Kedua, ketika menggunakan kalimat aktif atau pasif, banyak perserta tidak meyadari kalimatnya bermasalah dari sisi aktif pasifnya. Penggunaan kalimat aktif dan pasif tidak jelas. Banyak peserta tidak bisa membedakan antara kalimat aktif dan kalimat pasif. Contohnya: indik punika sampun iraga kalaksayang. Yang seharusnya: indik punika sampun kalaksanayang (olih) …. Yang aktif adalah nglaksanayang, sedangkan pasif adalah kalaksanayang.
Ketiga, ketika menggunakan imbuhan nasal, banyak peserta yang salah menggunakan imbuhan tersebut. Pembentukan kata dengan pengimbuhan awalan nasal (N-), seperti ny, m, n, ng. Misalnya: N- + jaga menjadi nyaga ‘menjaga’, bukan ngajaga. Beberapa peserta berulang kali mengatakan ngajaga yang semestinya nyaga. Hal ini tentu berbeda dengan ma- + jaga menjadi majaga ‘berjaga’.
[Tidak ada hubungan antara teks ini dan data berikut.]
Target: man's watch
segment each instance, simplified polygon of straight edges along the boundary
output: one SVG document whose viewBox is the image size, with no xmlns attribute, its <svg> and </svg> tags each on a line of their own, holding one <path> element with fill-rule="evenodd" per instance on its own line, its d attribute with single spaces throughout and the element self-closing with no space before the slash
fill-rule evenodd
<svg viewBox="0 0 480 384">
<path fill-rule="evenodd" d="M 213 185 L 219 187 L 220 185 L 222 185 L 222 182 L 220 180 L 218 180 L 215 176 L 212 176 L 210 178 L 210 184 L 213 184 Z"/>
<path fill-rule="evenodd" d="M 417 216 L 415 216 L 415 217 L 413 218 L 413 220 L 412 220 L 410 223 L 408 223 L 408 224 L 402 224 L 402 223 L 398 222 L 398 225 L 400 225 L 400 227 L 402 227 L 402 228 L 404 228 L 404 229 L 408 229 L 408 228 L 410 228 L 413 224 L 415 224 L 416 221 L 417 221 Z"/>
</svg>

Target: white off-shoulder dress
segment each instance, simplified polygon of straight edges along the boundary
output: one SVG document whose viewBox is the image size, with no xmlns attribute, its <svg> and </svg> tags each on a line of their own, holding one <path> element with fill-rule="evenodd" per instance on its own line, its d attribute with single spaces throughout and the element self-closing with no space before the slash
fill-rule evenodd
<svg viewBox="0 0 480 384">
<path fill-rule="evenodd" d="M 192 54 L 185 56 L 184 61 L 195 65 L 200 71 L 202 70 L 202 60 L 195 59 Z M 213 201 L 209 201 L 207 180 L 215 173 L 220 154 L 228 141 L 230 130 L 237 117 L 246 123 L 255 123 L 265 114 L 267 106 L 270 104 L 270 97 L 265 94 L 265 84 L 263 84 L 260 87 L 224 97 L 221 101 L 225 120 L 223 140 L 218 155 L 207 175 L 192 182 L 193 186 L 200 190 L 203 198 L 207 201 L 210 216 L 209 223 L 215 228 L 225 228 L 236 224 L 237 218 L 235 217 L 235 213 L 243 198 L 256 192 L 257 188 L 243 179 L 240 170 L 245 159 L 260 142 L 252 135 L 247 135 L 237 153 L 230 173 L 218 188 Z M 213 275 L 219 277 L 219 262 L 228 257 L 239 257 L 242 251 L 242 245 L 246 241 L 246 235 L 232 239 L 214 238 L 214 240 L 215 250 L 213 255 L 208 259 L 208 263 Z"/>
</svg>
Keempat, ketika menggunakan akhiran –ang, -in, -an, banyak peserta yang belum memahami penggunaan akhiran itu secara tepat. Pengguna bahasa Bali memang sering sudah menggunakan akhiran ini. Lebih-lebih penutur bahasa Bali di Kota Denpasar yang penggunaan akhiran ini tidak selengkap penutur bahasa Bali dari Klungkung, Karangasem, atau Buleleng. Misalnya: sakadi sampun kauniningan, …, seharusnya sakadi sane sampun kauningin, ….
Kelima, ketika menggunakan kata depan, banyak peserta yang tidak tepat dalam pemilihan kata depan tersebut. Ketidaktepatan penggunaan kata depan terutama pada penggunaan kata depan antuk dan saking. Kata depan antuk dalam bahasa Bali sering dipadankan oleh peserta dengan untuk dalam bahasa Indonesia. Tentu hal ini keliru. Kata depan antuk sepadan dengan oleh dalam bahasa Indonesia. Demikian juga kata saking yang sepadan dengan dari dalam bahasa Indonesia yang seharusnya digunakan untuk menunjukkan tempat atau asal. Peserta keliru, kata depan saking dipadankan dengan pada atau di. Seharusnya yang digunakan adalah ring ‘pada atau di’ yang menunjukkan tempat, bukan saking.
Ada beberapa lagi kesalahan yang sempat saya catat. Semua kesalahan tersebut semestinya bisa dikurangi ketika kita mau menyadari kesalahan itu dan memperbaiki kesalahan itu. Untuk itu, besar harapan saya kepada pembina peserta debat di masa yang akan datang atau pada lomba di tingkat provinsi memperhatikan hal seperti ini.
Kesalahan dalam berbahasa bisa kita perbaiki bersama. Mari bersama-sama kita memperbaiki diri dalam berbahasa, baik tulis maupun lisan.[T]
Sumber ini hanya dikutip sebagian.